Breast reconstruction typically involves several procedures performed in multiple stages. It can begin at the same time as the mastectomy or may be delayed until a patient has healed from mastectomy and recovered from any additional cancer treatments that may be necessary. Breast reconstruction is achieved through several reconstructive plastic surgery techniques following mastectomy including:
This procedure can be performed by your breast surgeon in one stage (direct to implant reconstruction) or in two stages (tissue expander first followed by implant). In general, reconstruction with implants following either route has the fewest scars and is the least invasive of all the breast reconstruction surgery options. This type of reconstruction may also involve the use of Alloderm, an acellular dermal matrix used to support the pocket created for the implant or tissue expander.

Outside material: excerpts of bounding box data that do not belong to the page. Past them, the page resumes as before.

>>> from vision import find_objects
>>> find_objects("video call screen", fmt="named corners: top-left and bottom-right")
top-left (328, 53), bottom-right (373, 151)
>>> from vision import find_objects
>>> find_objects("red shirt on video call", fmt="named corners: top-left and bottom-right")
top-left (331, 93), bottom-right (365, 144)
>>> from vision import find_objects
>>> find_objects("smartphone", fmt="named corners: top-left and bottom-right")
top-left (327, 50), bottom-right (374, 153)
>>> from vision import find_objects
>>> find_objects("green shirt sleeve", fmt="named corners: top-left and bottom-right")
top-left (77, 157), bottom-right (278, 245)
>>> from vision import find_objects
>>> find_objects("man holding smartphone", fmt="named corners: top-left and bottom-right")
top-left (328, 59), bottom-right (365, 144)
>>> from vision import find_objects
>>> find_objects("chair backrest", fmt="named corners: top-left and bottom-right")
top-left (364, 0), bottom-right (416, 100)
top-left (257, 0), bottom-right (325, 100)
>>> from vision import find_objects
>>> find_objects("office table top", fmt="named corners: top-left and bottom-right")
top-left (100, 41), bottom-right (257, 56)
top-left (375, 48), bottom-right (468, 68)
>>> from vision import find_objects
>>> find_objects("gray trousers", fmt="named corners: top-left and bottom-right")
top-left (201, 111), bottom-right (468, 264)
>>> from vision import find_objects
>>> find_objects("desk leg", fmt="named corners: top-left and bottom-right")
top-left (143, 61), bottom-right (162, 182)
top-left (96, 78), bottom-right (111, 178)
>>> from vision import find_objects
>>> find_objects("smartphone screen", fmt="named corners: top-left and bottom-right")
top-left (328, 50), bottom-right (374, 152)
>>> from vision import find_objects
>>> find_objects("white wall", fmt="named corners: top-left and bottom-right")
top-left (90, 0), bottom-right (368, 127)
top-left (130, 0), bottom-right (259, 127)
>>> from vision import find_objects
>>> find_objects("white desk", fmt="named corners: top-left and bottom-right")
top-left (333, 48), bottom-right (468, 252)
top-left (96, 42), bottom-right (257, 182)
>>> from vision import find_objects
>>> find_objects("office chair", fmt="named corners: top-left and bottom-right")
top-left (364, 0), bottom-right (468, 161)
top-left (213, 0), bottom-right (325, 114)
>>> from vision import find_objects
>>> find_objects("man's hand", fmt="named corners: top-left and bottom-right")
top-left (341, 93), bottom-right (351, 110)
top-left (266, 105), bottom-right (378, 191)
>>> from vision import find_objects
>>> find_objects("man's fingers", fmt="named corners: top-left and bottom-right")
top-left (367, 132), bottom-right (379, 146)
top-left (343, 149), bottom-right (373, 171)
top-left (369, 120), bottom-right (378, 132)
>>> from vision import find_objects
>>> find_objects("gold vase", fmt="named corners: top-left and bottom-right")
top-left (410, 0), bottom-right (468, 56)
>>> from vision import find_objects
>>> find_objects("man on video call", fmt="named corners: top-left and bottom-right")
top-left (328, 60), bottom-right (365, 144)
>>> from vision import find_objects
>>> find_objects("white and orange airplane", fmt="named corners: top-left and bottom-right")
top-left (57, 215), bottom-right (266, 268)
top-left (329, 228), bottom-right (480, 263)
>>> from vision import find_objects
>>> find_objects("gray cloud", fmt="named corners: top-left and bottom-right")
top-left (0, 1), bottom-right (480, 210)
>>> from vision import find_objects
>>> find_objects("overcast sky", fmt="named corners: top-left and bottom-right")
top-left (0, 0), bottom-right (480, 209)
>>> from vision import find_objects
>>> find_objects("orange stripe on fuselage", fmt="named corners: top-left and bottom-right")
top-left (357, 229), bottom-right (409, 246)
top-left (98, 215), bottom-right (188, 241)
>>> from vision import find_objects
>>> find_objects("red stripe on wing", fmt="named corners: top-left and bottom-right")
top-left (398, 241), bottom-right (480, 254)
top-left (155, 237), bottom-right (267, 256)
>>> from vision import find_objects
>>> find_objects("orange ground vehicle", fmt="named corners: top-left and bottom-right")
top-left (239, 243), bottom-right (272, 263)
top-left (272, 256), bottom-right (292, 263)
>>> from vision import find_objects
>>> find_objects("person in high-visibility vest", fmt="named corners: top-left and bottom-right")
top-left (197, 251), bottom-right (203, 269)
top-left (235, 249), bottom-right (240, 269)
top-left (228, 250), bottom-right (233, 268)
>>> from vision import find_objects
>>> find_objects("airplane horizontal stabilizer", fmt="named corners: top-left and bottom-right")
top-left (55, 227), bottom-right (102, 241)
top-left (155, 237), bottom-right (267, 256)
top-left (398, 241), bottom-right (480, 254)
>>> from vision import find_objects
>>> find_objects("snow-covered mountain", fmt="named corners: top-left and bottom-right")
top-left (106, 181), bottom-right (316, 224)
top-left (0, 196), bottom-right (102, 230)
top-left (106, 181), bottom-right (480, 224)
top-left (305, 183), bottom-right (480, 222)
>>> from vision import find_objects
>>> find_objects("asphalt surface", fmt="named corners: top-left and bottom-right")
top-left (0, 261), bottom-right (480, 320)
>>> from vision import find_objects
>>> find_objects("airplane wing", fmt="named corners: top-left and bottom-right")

A tissue expander is a balloon placed at the time of the mastectomy and adds about 1 hour of extra surgery time. This procedure usually entails one day in the hospital. During follow-up office appointments, the expander is gradually filled with salt water until you have reached your desired size. When chemotherapy and/or radiation therapy (if necessary) are completed, the expander is removed and the permanent implant placed. This takes about one hour and is done on an outpatient basis.
After healing from the second surgery, a nipple can be created with skin taken locally from the reconstructed breast. A tattoo is added later in the office for the areola color.
Reconstruction with implants can also be accomplished in a single stage. This reduces the number of surgeries needed to complete the reconstruction, but offers less flexibility with size, and entails slightly more risk. If you are interested in single-stage implant reconstruction, please ask us about it.
Recent advances in technique have allowed for the placement of tissue expanders above the chest muscle, directly under the skin, in some patients. This reduces discomfort after surgery because the muscle is not lifted or cut to accommodate holding the tissue expander, and can avoid deformity of the breast reconstruction when the chest muscle is flexed. Not all patients are candidates for this type of reconstruction.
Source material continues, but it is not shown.